First Impressions: What The Golf Is Surprisingly Deep

In my muddled and anxious attempt to play through just… a whole fuckton of Apple Arcade games, I finally stumbled into What The Golf, a weird physics game by developer Triband and publisher The Label. It’s, as mentioned, weird as hell. It’s also immensely playable, funny and, in some places, really surprising.

You start your game on a golf course, as one does in a golf game, with a ball at one end and the hole at the other. You swipe back, which increases the power of the “swing,” aim your shot, then release, and watch your ball soar to the hole, which is what you would expect a game of golf to result in. A few holes later, you do the very same thing, except when you let go, the little human avatar they spawned in for you goes flying instead of the ball.

What The Golf‘s entire game is centered around the classic “draw back and fire” mechanic.

What The Golf consistently tries to change the rules like that. Each hole is its own mini game (one reviewer likened it to Wario Ware, and the comparison is apt); sometimes it’ll parody another game, like Angry Birds or Flappy Bird, entirely, while once in a while it will just straight up morph into soccer or pinball. After you get through the tutorial, you’re sucked through a pipe, Mario-style, until you’re in a messy underground facility focused entirely on how to turn the sport of golf into an SCP entry.

I’m only 17 percent through the campaign, but what I’ve played so far has had me shooting golfballs in a vacuum, trying to correct my ball’s trajectory as it flew around bigger gravitational bodies. I’ve beaten an entire squad of kids at soccer. I yeeted a car over some exploding barrels. All in the name of… golf. It’s like if, while doing some of the Panopticon side missions in Control, I found a golf club Object of Power and used it to fundamentally alter reality.

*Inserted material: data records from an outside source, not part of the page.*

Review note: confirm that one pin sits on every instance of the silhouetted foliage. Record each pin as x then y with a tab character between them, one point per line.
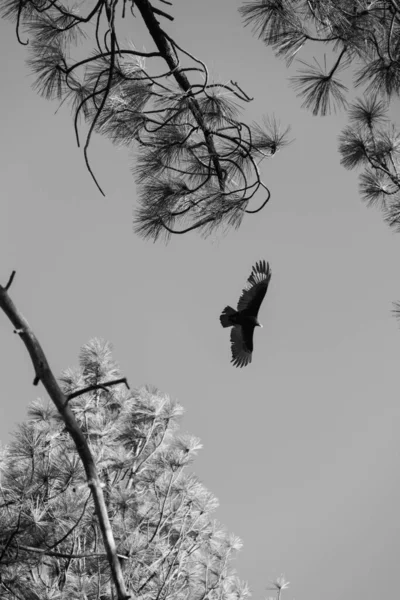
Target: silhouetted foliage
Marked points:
364	37
197	163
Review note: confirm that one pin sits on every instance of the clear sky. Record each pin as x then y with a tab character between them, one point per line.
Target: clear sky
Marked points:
301	447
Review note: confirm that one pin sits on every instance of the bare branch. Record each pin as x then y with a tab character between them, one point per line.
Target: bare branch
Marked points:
45	375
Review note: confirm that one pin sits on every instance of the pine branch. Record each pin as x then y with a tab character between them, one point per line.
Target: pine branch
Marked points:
44	374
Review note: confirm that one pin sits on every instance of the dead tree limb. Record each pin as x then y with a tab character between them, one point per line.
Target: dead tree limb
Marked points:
44	374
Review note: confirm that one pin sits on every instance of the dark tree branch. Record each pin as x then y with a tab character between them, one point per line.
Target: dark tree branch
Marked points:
45	375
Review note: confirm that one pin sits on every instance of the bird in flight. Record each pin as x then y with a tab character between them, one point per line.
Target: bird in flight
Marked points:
244	319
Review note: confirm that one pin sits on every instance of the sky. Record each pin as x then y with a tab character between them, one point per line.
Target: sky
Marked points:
301	447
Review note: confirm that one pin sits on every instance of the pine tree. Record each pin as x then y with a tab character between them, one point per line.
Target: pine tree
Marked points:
197	163
168	543
364	38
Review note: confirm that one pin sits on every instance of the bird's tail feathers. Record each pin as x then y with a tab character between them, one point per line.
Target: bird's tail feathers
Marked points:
226	315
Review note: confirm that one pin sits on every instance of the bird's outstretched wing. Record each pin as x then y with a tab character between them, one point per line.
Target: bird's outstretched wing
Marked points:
242	345
255	289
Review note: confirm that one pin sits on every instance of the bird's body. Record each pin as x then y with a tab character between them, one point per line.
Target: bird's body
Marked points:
244	320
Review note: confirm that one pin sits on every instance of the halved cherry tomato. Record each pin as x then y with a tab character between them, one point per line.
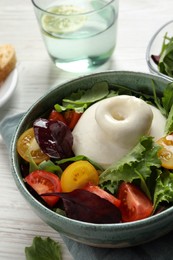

What The Golf has me hooked. And what’s been great is that it’s actually utilizing my phone’s orientation in interesting ways. I started in portrait mode, but a subtle perspective shift occasionally will have me switch to landscape mode and vice versa. I wouldn’t be surprised if later the game used my phone’s gyroscopes and accelerometer more extensively. I’ll definitely be finishing this game for a full review.